5 oder 7 von den „Dorfältesten“ entschieden daraufhin, dass M… an die Familie des Toten eine Entschädigung zahlen müsse. Dieses Vorgehen ist hierzulande üblich. Außerdem drohten sie, den Toten vor sein Haus  zu legen, wenn er nicht bereit sei, die Summe zu zahlen. M… hatte keine Chance, er musste zustimmen, sonst würde die Leiche für viele Tage vor seinem Haus liegen und verwesen.
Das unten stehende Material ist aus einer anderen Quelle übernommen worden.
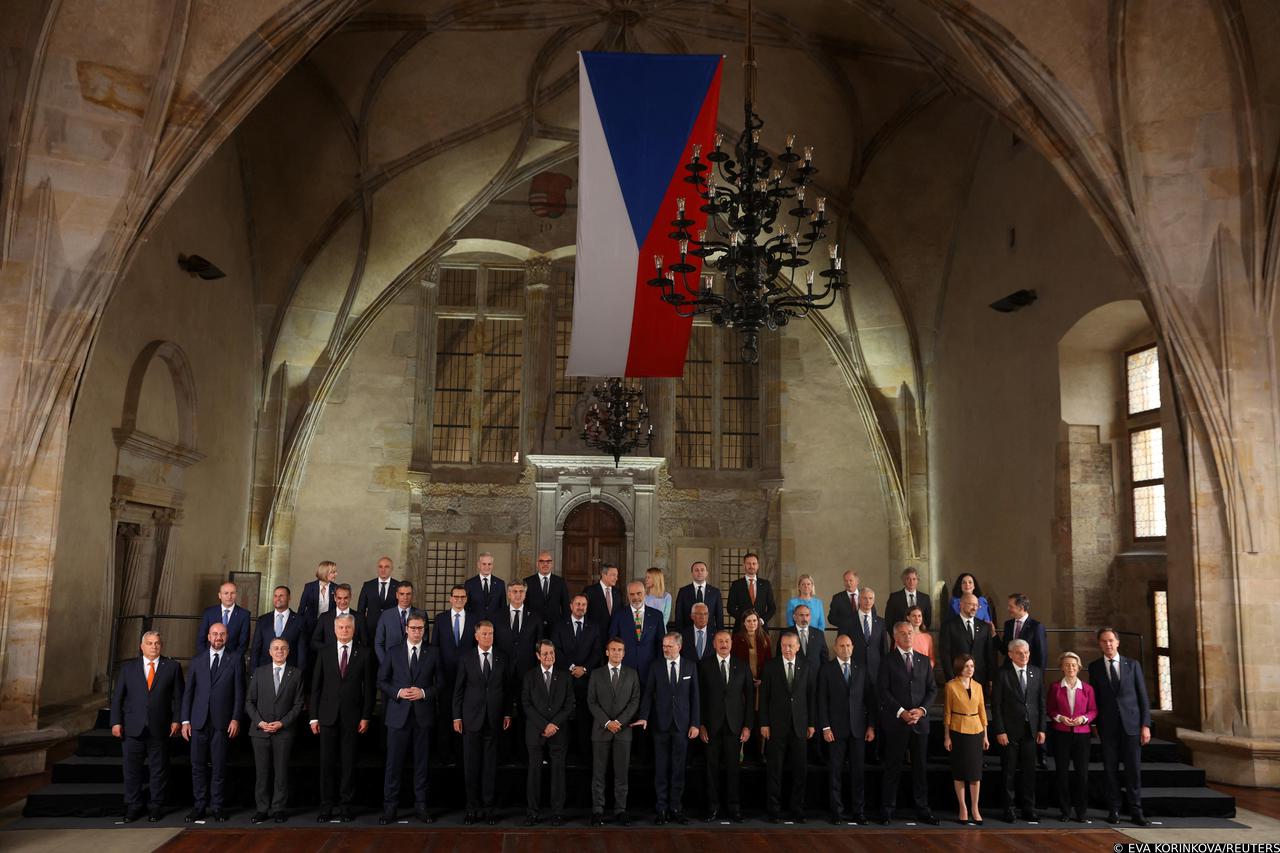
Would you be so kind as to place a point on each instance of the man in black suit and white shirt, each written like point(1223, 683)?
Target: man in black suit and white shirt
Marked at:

Aber die Summe war eine riesige Wiedergutmachungszahlung: eine Million Rupien. Das war ohne Beispiel, noch nie hatte man von so einer hohen Summe gehört. Die Schuld lag ja bei beiden Fahrern, trotzdem wurde die Zahlung nur für eine Seite verhängt.

M… zahlte sofort 140.000 Rupien um zu vermeiden, dass die Leiche vor ihren Augen  verwesend liegt und versprach, den Rest später zu zahlen.

M’s Familienname ist Da. In solchen Situationen geben alle Da.-Familien in der Umgebung einen Beitrag zu der Strafe – aber nicht eine Millionen Rupien. Einige Zeit nach dem Unfall kamen viele Mitglieder der D.-Familie in P. zusammen. Es kamen aber nur 40.000 Rupien zusammen. Ich selber (Father Peter) habe 5.000 Rupien als Zeichen des guten Willens gegeben.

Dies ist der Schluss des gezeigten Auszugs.